原宿で下車。最も僕に似つかわしくない街である。だが、それでも行っておきたい場所はある。ラフォーレ原宿、の裏にある太田記念美術館だ。ここは浮世絵の専門美術館で、以前から訪れてみたい美術館だった。
今回は<浮絵>展である。浮絵は、西洋風の遠近法を取り入れた絵のことで、徳川吉宗の時代に流行したものなのだそうだ。言われてみれば、水墨画や絵巻物では遠近感が曖昧だし、そもそもある一点からの視線でない状態の方が多いようにも思える。となると、絵画、特に風景を扱う絵については、昔の日本人は一点からの遠近感という感覚自体が存在していなかった、というふうにも思われるが、実際にはどうだったのだろう。

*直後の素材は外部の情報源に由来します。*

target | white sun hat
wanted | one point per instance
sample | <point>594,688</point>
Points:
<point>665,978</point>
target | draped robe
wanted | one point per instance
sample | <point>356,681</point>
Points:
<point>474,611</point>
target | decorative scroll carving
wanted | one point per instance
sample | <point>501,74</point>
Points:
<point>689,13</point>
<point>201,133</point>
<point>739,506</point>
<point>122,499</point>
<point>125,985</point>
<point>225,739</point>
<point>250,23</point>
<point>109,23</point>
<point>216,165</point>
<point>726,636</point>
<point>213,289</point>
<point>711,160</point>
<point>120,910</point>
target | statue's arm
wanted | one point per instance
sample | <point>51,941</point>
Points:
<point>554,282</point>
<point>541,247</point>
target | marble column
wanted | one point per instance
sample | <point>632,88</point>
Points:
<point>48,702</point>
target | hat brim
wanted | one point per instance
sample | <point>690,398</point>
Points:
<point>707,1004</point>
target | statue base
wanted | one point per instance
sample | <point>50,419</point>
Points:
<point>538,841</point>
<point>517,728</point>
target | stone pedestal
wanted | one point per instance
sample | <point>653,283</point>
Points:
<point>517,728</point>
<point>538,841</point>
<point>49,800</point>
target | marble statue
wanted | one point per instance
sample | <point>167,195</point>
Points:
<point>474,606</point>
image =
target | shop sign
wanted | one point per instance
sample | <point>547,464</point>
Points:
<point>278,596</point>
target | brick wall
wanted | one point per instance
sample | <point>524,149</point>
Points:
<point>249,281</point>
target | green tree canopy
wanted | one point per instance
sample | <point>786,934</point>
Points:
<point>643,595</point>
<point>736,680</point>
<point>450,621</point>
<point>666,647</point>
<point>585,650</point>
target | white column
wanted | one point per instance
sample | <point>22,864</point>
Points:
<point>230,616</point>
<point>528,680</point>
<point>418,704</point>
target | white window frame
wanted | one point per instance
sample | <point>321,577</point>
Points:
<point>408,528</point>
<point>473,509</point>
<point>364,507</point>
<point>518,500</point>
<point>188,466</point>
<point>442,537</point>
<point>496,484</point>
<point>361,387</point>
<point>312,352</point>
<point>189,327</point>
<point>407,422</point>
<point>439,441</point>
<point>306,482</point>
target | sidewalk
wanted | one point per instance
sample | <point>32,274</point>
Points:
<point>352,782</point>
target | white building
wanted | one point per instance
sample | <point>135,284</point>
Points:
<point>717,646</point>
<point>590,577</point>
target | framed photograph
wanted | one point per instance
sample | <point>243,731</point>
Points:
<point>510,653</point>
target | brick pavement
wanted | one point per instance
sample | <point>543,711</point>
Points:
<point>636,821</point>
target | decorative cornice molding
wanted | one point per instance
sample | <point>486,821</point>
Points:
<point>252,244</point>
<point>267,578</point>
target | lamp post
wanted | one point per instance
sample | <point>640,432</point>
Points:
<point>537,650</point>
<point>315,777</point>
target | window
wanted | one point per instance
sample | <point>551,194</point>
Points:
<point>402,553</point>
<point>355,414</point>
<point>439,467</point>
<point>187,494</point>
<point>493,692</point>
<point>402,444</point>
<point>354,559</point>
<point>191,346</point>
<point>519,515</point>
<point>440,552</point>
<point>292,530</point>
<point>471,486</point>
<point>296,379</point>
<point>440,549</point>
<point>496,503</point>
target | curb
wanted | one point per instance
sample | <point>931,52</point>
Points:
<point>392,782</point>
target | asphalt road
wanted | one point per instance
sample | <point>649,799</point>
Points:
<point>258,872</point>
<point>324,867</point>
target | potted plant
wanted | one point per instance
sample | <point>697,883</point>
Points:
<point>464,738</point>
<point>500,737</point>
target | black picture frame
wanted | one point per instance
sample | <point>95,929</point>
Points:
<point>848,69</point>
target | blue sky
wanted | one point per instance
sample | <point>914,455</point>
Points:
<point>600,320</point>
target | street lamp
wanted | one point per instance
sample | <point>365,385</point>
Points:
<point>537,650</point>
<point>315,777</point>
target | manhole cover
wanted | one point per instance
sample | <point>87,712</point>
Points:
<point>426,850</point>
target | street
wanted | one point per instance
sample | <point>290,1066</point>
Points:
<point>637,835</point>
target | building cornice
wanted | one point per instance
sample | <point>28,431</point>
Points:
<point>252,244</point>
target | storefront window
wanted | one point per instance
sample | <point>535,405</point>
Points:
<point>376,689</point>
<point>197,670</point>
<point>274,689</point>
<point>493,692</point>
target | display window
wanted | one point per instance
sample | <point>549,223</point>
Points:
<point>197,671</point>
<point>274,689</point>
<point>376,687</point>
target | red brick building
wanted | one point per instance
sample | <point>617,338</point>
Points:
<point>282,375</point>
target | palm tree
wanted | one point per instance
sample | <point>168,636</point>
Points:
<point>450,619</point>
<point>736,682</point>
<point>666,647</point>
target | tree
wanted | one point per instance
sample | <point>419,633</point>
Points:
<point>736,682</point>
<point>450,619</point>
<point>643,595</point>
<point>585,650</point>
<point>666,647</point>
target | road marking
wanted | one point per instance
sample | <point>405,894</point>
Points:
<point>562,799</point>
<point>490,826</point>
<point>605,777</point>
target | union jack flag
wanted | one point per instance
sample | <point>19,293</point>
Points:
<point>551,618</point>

この展覧会では浮絵を年代順に並べており、その技術の進化も理解しやすい。確かに初期の浮絵では、部分的には遠近が分かるのだけれど、ひとつの画面上に複数の消失点が存在して、何か奇妙な感じの絵になってしまうことが多かった。単に、遠くにあるものを小さくなるように書けば良い、というものではないのだ。
そして歌川豊春である。彼の作品では遠近感はたいがいきちんとしているから、自然で見やすい。展示されていた彼の作品に<浮絵駿河町呉服屋図>というものがあった。呉服商の越後屋(今の三越)の賑わう店内を描いたもので、僕は子供の頃、学研の図鑑だったかで、この作品を見た記憶があった。30年ぶりぐらいで再会した訳だが、絵として観てもやはり面白い。
豊春を観てみると、彼あってこその北斎や広重だったのではないかと思う。浮世絵というと日本独自のスタイルにも思われるが、実際には西洋風の遠近法を巧みに消化して、伝統的な表現法との融合により完成されたものであることがよく分かる。
太田記念美術館の落ち着いた雰囲気は非常に僕の好みだった。靴を玄関で脱いで、スリッパ履きで館内を移動し、場所によっては畳の上から作品を鑑賞出来るのだ。日本の伝統的な美術作品はやはり畳で観たいものだ。